Course:
Programming in Perl Series
DigitalThink
http://www.digitalthink.com/catalog/series/se019.html
Summary:
Review:
I am a technical writer who maintains an on-line library for a telecommunications company. Increasingly I've been asked make my web pages "do stuff," and Perl CGI came highly recommended by the folks I work with. Due to budget restrictions (yeah, we all know what's happened to tech stock) the Perl course I signed up for was an online course called Programming in Perl Series, put out by DigitalThink (see URL at the top of this review).
Programming in Perl is divided into two classes- Introduction to Perl 5 and Advanced Perl for the Web. The first class presents some of the basic concepts used in Perl- data types, operators, functions, and regular expressions. Modules are not covered. The second class, Advanced Perl for the web, covers basic CGI programming, state machines, and some more advanced data type concepts (notice: modules are not covered here either).
As a complete newcomer to Perl, I found Introduction to Perl 5 useful. Aside from a couple of typos (which I'm sure no one but an anal editor type will notice) it is informative, the lessons flow cleanly, knowledge building logically as the course progresses. Happily, the exercises aren't simply reiterations of examples used in the lessons. After completing the exercises, a "tutor" looks at them and makes suggestions, which I found fairly helpful. If you have any knowledge of Perl, this class is likely too simple to be of use, but it is okay for a newbie.
If your company's paying for it, it's an okay introduction to Perl.
Advanced Perl for the Web, on the other hand, is the main reason I was inspired to write this review. Sometime in the late 13th century someone wrote the class material and it has not been updated since. Most of the sample code is incompatible with web servers using Perl 5.005_03 or higher. To a novice Perl programmer, this proved nightmarishly frustrating (what's wrong with my code?! It looks like it should work! Ahhhh!!). The "tutors" suddenly became illusive and useless and I had to beg the help of the Perl folk at my office.
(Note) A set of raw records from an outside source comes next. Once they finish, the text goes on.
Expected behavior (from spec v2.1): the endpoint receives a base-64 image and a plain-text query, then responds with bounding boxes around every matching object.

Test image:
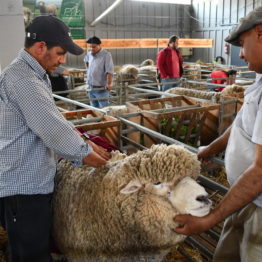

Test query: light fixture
[132,0,191,5]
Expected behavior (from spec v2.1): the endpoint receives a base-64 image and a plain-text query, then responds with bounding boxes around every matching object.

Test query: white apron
[225,122,262,207]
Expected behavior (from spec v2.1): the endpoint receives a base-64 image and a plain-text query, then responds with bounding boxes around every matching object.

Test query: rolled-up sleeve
[11,75,92,162]
[105,52,114,75]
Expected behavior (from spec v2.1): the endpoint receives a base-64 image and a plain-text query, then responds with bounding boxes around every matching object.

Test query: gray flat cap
[225,6,262,46]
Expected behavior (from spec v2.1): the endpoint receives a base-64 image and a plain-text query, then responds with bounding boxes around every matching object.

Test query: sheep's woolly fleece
[53,145,200,261]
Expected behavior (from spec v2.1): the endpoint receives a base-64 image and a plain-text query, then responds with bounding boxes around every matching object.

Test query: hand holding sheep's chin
[88,140,111,160]
[173,215,215,235]
[83,151,107,167]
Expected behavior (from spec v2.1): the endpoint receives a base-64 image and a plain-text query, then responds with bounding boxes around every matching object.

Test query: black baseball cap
[86,36,102,45]
[225,6,262,46]
[26,15,84,55]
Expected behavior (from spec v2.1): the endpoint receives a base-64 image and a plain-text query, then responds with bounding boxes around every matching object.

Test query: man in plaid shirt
[0,16,109,262]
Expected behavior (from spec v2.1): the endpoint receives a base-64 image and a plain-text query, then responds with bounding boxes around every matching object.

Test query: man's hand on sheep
[83,151,107,167]
[88,140,111,160]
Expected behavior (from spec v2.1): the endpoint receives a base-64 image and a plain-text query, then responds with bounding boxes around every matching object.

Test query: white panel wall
[0,0,25,71]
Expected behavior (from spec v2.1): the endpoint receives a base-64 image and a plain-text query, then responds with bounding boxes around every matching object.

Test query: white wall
[0,0,25,72]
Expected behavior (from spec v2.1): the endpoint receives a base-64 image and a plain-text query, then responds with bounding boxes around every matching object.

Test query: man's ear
[255,24,262,39]
[33,41,47,56]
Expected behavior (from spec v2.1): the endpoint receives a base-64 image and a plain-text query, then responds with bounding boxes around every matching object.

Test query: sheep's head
[103,145,211,248]
[120,177,212,217]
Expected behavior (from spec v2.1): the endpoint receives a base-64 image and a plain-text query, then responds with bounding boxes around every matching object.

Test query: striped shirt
[0,50,92,197]
[84,49,114,86]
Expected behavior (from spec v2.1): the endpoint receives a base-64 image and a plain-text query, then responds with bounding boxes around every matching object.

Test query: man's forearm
[210,162,262,225]
[205,127,231,155]
[106,73,113,86]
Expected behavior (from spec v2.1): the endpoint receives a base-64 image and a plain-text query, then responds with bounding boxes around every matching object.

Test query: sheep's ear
[120,180,142,195]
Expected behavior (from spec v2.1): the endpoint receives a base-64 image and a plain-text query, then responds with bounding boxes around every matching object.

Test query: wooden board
[74,38,213,49]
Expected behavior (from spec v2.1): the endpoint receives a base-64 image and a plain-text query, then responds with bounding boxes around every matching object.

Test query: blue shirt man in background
[84,36,114,108]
I went over the sample code (as in, code theoretically provided to show us naive students how to do things right) with experienced Perl programmers and discovered that not only is the code older than dirt, it's full of such blasphemies as: homemade query parsing code; absence of 'use strict'; undeclared global variables; lines which, when removed, do not change the behavior of the program; assumptions about the behavior of the student's web server that are, of course, based on a web server older than dirt. The CGI module is not introduced at any time. My Perl friends gasped in horror and indignation. And then they taught me the right way of doing it (ah- use CGI- now isn't that better?).
In a short amount of time, I managed to learn bad habits effectively by carefully performing the exercises provided in Advanced Perl for the Web. If you would like to learn bad habits too, I recommend this course.
Novice Perl programmers should not be subjected to the wrong ways of programming before they are exposed to the right ways. Do not pay money for Advanced Perl for the Web.